Too bad I'm still a poor Master's student, I really want to purchase your book: Purely Functional Data Structures. :)

P.S. -- I am friends with one of your students, Scott Lobdell, at West Point.

pjz said...

Somewhat simpler would be an exercise in combining structures to come up with hybrids like: a linked list with O(1) lookup via a hash table, 'threaded' trees (linked list + tree structure) and even simply linked lists that are 'multithreaded' for efficiency.

Jonas said...

I agree with the first comment, if we had done exercises such as this in my algorithm courses I might still use some of the data structures apart from the linked list and hash table.

Very nice description, makes me want to revisit my algorithm exercises and do something with them.

Fred said...

Hmm...it seems like you could just keep the two trees in memory separately, pick the least of the min's at findMin/deleteMin time, still hit all of your constraints, and probably have it be a bit simpler. Is there something I'm missing? It's a neat exercise, though!

Chris Okasaki said...

Fred: I'm not sure which two trees you mean, the original two trees being merged or the two subtrees being recursively merged.

Keeping the original two trees would work if there was only ever a single merge, but when there can be arbitrarily many merges, then deleteMin ends up taking linear time.

Keeping the two subtrees is a problem, because then the new root effectively has three children instead of two. Merge again and you have a node with four children, then five, six, etc. Again, you end up with operations taking linear time.

Ravi said...

"One reason for this is that many data structures depend on non-obvious invariants. Most students are pretty shaky on the whole idea of invariants to begin with"

Good Point. What do you think students can do to increase their familiarity with such invariants? read research papers? learn more theory?

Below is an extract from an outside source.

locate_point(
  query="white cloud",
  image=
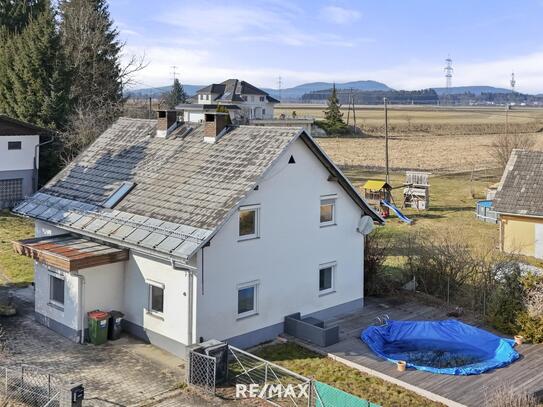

Is there a list of "design your own data structure" problems somewhere?

I am very interested in learning how to design (vs implement) data structures. Any pointers/advice would be greatly appreciated.

Thanks in advance.

Chris Okasaki said...

Ravi: I think a good way to learn about how these invariants work is to study a bunch of the standard data structures. But instead of stopping at just learning how that data structure works, really pay attention to the invariant and notice exactly where the algorithms take advantage of it. Think of variations of the invariant and explore how those variations would affect the algorithms.

It can be very useful to compare different designs of the same kind of data structure to see how they solve the same problems in different ways. For example, compare red-black trees and AVL trees, or leftist heaps and binomial heaps.

You don't need a list of problems, just start with things like priority queues, dictionaries, and sequences.

In my book, Purely Functional Data Structures, I discuss a bunch of techniques for designing data structures. Many of them are particularly suited to functional data structures, but many of them apply more widely. Probably the most widespread is "numerical representations", where you design the data structure in analogy to a number system, and design the algorithms on the data structure in analogy to operations on those numbers.

Raoul Duke said...

i dare say that you won't care about invariants until you have to debug the code of somebody who didn't know about the idea, and wrote up a mess.

in other words, invariants can be hard to motivate because they can seem like bondage or esoteric math foo, rather than something that just helps me ship the darned product.

i don't currently agree with that thought, but acknowledge that some folks (apparently) think that way. and i probably did when i was first told about them in CS211, or whatever class it was.